Open House Melbourne has revealed the program for its 2026 Weekend, offering more than 180 tours, talks and first looks at some of the city's most intriguing buildings on Saturday 25 and Sunday 26 July. The annual festival throws open doors that are usually shut to the public, from grand civic spaces to working back-of-house rooms.
Organisers expect more than 70,000 people to take part, exploring spaces "in every corner of the city and suburbs," according to the program announcement. Attendees are encouraged to plan ahead, as the most coveted experiences book out in advance.

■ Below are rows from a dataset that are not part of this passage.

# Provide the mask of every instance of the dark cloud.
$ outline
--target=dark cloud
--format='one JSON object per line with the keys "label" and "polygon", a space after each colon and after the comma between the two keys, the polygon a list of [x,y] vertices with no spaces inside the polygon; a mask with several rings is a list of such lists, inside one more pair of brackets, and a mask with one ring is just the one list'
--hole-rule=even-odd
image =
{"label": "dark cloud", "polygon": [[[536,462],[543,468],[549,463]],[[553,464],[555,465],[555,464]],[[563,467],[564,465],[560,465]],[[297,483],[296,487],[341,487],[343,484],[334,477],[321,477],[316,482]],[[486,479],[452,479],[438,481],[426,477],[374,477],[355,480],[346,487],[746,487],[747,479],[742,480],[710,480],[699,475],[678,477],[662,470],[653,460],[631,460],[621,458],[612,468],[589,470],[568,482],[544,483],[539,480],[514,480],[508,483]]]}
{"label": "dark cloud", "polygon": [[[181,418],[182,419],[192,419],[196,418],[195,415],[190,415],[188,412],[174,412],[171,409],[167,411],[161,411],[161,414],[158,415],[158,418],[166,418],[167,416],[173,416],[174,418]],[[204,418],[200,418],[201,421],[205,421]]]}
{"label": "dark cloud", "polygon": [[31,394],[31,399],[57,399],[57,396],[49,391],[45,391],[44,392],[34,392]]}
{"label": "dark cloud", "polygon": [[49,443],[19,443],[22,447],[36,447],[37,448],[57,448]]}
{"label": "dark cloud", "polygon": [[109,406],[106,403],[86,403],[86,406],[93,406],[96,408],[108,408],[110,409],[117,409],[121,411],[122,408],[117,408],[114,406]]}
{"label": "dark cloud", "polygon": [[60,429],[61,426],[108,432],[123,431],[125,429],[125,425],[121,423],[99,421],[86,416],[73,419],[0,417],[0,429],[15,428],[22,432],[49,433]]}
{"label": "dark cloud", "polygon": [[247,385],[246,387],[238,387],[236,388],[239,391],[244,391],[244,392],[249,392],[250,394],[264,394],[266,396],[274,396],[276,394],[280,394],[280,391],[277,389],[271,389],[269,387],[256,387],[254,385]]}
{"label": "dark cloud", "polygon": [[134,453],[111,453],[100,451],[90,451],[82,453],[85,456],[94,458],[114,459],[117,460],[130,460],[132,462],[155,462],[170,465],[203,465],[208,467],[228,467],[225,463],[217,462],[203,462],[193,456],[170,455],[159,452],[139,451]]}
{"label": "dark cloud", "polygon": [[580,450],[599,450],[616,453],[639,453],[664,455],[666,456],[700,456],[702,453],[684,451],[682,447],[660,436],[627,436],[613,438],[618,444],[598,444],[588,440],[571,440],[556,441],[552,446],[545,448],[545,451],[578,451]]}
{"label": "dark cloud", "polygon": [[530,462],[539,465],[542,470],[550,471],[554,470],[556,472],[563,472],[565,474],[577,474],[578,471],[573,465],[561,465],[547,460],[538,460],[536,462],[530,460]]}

This year's theme is "Generous City". Open House Melbourne's Executive Director and Chief Curator, Tania Davidge, said the idea was about what design can offer a community. "A generous city is something we should all aspire to have," Davidge said. "When we think about what makes a city generous, we are exploring how design, creativity and architecture can foster a culture of openness, offering space, care and possibility for its citizens."
Among the new and notable additions this year is a tour of The Primrose Potter Australian Ballet Centre, including its costume department and rehearsal studios, and a look inside cafe icons ST. ALi Coffee Roastery. Both give visitors a glimpse of the day-to-day machinery behind institutions Melburnians know by name but rarely see from the inside.
The line-up also spans the industrial and the infrastructural. Visitors can tour the Rock Posters printing factory in Thornbury, the Melbourne Electronic Sound Studio, and the new Transurban Freeway Control Centre in Footscray — the nerve centre that operates CityLink and the new West Gate Tunnel. A further 10 private and historical homes round out the program.
That mix — a ballet costume workshop alongside a freeway control room — is characteristic of Open House Melbourne, which frames architecture broadly enough to include the places that keep a city running as well as the ones it puts on postcards.
The full program, including tour times and which sites require booking, is published on the festival's website. With demand for the marquee tours high, organisers are again urging visitors to lock in the spaces they most want to see rather than turning up on the day and hoping for a spot.
Open House Melbourne 2026 runs across the weekend of 25 and 26 July, spanning the CBD and suburbs alike, with the "Generous City" theme threading through a program that asks Melburnians to look again at the spaces they pass every day.